Speaking in front of a group of people is considered to be the number one fear of the average person. This is quite amazing; especially as number two is death! As Jerry Seinfield once said, that means to the average person if you have to be at a funeral, you would rather be in the coffin than doing the eulogy!
The fear of public speaking will prevent you from achieving your true potential as a business leader.
But imagine if you were comfortable presenting in public and took every opportunity presented. What could this do for you and your business?
I am a little odd as I have developed a love for public speaking and performing! But like everyone else I have been crippled by nerves in the past. Now thankfully it is more of an excited buzz (that is what I choose to tell myself anyway!).
The reason we feel so fearful is that we have part of our brain that deals with our protection and it does not understand the difference between something that is truly life threatening and something that is creating the fear, fight or flight response for other reasons.
We have existed on the planet for well over 100,000 years and for the most part human experience has been based around hunting, protection and other basic urges and needs. There is part of our mind that is still attuned to this and when we stand up in front of a group of people it fears we are in mortal danger!

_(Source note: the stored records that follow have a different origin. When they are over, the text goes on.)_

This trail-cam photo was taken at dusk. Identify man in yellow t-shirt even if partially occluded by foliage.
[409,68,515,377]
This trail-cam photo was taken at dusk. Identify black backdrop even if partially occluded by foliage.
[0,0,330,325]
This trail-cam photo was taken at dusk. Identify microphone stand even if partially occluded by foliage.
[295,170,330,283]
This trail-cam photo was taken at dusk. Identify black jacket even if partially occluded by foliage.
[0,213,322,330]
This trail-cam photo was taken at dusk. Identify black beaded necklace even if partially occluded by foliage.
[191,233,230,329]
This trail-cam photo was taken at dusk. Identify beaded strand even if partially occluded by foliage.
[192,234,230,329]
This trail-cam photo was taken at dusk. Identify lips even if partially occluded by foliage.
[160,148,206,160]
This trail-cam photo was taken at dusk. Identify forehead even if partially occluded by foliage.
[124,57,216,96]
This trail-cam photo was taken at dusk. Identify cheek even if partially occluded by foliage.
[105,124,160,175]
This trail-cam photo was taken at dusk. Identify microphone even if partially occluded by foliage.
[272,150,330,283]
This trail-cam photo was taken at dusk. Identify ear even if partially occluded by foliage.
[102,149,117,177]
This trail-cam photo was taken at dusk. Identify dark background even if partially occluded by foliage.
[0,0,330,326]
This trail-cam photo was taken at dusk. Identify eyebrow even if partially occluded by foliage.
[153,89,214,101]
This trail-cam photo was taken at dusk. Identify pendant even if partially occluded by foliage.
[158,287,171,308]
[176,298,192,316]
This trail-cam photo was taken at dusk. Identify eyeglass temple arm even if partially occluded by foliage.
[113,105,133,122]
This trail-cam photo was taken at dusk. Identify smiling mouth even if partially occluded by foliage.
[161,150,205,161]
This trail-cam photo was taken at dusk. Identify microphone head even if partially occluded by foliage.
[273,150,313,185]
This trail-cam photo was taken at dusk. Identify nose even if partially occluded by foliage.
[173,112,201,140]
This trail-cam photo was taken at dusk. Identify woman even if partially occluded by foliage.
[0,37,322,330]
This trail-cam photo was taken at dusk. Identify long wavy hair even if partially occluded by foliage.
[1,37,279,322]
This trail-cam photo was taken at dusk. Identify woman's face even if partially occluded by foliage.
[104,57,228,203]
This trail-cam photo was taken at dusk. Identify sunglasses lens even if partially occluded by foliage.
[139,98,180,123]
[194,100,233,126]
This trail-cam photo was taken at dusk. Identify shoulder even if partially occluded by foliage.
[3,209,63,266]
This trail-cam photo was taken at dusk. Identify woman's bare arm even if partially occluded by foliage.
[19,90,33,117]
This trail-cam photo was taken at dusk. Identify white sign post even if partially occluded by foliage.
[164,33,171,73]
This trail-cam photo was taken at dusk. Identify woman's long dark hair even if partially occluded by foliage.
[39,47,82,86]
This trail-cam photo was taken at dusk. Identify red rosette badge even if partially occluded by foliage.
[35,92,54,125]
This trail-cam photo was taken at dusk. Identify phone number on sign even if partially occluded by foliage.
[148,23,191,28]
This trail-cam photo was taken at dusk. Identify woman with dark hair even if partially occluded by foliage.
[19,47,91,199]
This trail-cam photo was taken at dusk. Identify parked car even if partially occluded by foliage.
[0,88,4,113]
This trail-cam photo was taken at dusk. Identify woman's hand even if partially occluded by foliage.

So a big part of confidence building is around soothing and calming this part of our brain. So we firstly need to get a sense of perspective. Our lives do not depend on one presentation. The audience do not wish us harm, in fact they wish us well. So we need to intercept and change our internal dialogue to be a more helpful one. This also means stopping any internal or external comments such as “I can’t present”, “I am going to bore people”, “I am really nervous” etc.
As well as adapting our internal and external dialogue, an important way to gain confidence is to relive past experiences when things have gone well. This relates to a technique (from Neuro Linguistic Programming) called anchoring. I use a process called “The Circle of Excellence” for myself and my clients and this is a brilliant way of bringing memories back to help you in a new situation.
My final piece of advice for this blog is to do some work beforehand on visualisation. Your unconscious mind does not know the difference between real events and imagined ones. So for a few days before, spend time visualising what your event would be like if it went really well! You can give yourself a bank of confidence building experiences, just by lying in your bed last thing before going to sleep!